Depuis ce 15 avril, deux nouveaux matériaux sont autorisés pour les cercueils en Wallonie : le carton et l'osier. Jusqu'à présent interdits, ils pourront être utilisés pour les inhumations en pleine terre et les crémations. Les règles en matière de funérailles et de sépulture s'assouplissent donc progressivement.

L'utilisation de ces deux matériaux doit améliorer les conditions de travail des fossoyeurs en cas d'exhumation par exemple, et a, semble-t-il, fait ses preuves en France, en Grande-Bretagne ou encore en Nouvelle-Zélande. Des arguments écologiques ont également été avancés. “ L'avantage du carton et de l'osier, c'est qu'ils permettent un retour à la terre dans une approche plus écologique ”, commentait récemment Valérie De Bue (MR), ministre wallonne des pouvoirs locaux.

Malgré ces arguments, au sein des pompes funèbres, on reste plutôt sceptiques. Notamment du côté des pompes funèbres Donato (La Louvière). « On parle toujours du prix mais en réalité, ce n’est pas le cercueil qui coûte le plus cher en général, c’est tout le service qu’il y a à côté. Pour les cercueils, de nombreuses alternatives, moins coûteuses même que le carton, existent déjà », ajoute Toni Fascella. « Nous ne pouvons pas dire non, nous respectons la loi et la volonté qui nous est imposée. Mais nous n’y sommes pas pour autant favorables. »

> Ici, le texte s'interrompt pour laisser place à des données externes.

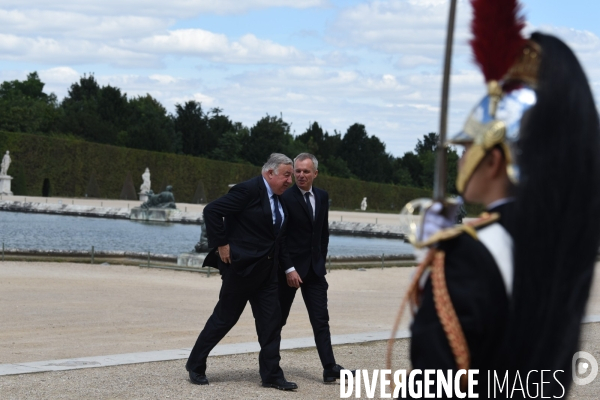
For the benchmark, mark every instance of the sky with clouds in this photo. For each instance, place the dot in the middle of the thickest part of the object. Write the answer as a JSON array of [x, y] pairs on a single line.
[[331, 61]]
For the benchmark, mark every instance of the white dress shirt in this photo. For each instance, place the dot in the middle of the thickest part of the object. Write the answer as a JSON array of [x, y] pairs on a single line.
[[312, 203], [272, 202]]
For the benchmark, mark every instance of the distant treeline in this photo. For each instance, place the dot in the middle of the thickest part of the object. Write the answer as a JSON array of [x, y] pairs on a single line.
[[105, 115], [51, 166]]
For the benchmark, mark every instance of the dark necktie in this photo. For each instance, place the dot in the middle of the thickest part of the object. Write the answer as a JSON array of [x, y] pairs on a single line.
[[310, 210], [278, 218]]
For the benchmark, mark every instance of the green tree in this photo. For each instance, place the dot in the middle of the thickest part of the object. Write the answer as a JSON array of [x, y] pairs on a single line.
[[150, 127], [94, 113], [269, 135], [230, 144], [24, 107], [366, 156], [192, 125]]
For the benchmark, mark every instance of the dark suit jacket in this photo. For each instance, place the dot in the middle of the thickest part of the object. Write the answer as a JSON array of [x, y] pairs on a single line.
[[306, 242], [243, 219]]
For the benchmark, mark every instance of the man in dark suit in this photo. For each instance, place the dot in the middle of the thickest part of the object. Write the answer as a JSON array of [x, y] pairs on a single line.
[[245, 227], [307, 239]]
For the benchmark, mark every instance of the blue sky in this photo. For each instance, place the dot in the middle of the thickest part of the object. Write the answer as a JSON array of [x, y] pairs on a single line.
[[331, 61]]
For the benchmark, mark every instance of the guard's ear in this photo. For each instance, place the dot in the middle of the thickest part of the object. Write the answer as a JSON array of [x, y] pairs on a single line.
[[496, 162]]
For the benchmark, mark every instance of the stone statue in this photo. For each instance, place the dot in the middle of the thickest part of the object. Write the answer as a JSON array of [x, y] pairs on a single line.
[[363, 204], [146, 184], [162, 200], [202, 245], [5, 164]]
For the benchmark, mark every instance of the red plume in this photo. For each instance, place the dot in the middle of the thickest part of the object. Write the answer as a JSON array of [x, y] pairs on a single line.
[[497, 39]]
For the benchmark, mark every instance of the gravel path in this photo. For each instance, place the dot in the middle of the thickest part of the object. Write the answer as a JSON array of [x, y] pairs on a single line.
[[231, 377]]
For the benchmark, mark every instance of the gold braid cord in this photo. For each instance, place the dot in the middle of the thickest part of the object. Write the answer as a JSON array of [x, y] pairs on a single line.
[[443, 303], [447, 315], [411, 296]]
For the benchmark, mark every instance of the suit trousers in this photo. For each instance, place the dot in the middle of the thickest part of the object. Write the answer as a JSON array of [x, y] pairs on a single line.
[[260, 289], [314, 292]]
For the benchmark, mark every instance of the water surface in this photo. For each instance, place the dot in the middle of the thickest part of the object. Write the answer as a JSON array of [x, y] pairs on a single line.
[[59, 232]]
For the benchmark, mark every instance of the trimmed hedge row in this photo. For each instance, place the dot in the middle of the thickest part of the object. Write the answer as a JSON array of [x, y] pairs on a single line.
[[68, 165]]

Souvent présentés comme plus respectueux de l'environnement, les cercueils en papier ou en osier peinent pourtant à convaincre les professionnels. "Le bois est tout aussi respectueux. Pour les cercueils en carton, l'utilisation de colle est inévitable. Si certaines colles utilisées seront de bonne qualité, ce ne sera pas le cas de toutes." La crémation est de ce fait plus risquée. "Le carton s'enflamme extrêmement vite, dès que l'on débute le placement dans le four crématoire... Les risques d'incendie sont donc plus importants."

De son côté, Toni Fascella ne ventera pas les mérites de ces deux nouvelles alternatives. "Je respecterai toujours le choix du défunt ou de ses proches. Mais j'expliquerai aussi pourquoi moi, je n'y suis pas vraiment favorable."

Si l’écologie est évidemment un argument dont il faut tenir compte, les professionnels estiment qu’il ne doit pas être le seul. La sécurité du personnel, des familles et des proches, la dignité du défunt et le bon déroulement d’un événement par définition déjà douloureux doivent primer sur le reste.